Each age writes history for its own reasons, and another
reason to go back to this older past is to see how much
of the present we can find there. Environmental history is
rapidly rising in popularity as a consequence of our growing
anxiety over climate change. Nature is ubiquitous in the Age of
Exploration – the cold snaps that drove Europeans (especially
English) to leave their home countries, the diseases and foods
and medicines that were instantly exchanged upon contact,
and the species loss that resulted. All bear further investigation,
by scientists as well as historians.
In a similar manner, it may surprise a new generation
of researchers to learn how much of Islam can be found
in the Age of Exploration. Not only in the debt to Arab
astronomers and geographers, which was considerable, but
in the way that new commodities found in the Americas
(silver) altered traditional trade patterns between
Europe and the Ottoman Empire.
Finally, the Age of Exploration can help restore something
that we are perhaps unaware that we have lost in the cynical
twenty-first century: our capacity for astonishment.

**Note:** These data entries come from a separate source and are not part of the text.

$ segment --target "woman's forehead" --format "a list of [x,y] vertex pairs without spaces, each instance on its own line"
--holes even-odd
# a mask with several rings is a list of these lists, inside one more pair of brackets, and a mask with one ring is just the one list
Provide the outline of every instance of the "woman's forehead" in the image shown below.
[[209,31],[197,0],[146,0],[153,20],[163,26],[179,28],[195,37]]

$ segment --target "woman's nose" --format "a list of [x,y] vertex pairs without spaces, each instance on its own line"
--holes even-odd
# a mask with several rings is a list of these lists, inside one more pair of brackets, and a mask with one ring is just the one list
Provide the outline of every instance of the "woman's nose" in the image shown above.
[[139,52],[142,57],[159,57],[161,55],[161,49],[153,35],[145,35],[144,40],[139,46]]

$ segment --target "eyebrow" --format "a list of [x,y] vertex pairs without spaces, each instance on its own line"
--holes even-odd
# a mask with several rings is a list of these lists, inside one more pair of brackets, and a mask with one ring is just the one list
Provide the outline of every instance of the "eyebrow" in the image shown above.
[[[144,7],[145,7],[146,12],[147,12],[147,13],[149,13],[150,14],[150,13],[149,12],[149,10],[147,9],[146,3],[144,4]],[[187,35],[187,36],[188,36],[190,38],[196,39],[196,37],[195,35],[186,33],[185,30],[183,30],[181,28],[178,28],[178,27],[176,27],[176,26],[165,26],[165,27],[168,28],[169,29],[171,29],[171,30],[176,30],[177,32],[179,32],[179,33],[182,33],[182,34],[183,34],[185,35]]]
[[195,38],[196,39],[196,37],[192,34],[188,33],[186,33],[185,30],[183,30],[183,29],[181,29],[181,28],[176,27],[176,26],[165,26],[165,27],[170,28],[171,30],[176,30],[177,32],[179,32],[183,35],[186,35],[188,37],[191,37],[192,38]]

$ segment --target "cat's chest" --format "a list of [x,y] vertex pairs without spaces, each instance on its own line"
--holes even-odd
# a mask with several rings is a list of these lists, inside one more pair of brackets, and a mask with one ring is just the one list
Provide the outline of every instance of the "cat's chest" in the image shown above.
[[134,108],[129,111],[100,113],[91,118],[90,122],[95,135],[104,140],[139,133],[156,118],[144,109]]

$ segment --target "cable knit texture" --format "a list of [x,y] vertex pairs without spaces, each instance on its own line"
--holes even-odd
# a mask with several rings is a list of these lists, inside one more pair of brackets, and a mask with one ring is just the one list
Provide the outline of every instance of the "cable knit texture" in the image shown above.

The discovery of the New World was many things to many
people – liberating, tyrannical, cruel, and generous, all at
the same time. But there is no doubt that it was immense, and
set in motion a pendulum that will never stop swinging.
At the end of The Great Gatsby, Fitzgerald’s narrator
steps back to imagine his Long Island setting as it would
have appeared centuries earlier, to the first explorers:
And as the moon rose higher the inessential houses began to melt
away until gradually I became aware of the old island here that
flowered once for Dutch sailors' eyes - a fresh, green breast of
the new world. Its vanished trees, the trees that had made way for
Gatsby's house, had once pandered in whispers to the last and
greatest of all human dreams; for a transitory enchanted moment
man must have held his breath in the presence of this continent,
compelled into an aesthetic contemplation he neither understood
nor desired, face to face for the last time in history with
something commensurate to his capacity for wonder.
The real wonder, perhaps, lies in how much remains to be explored.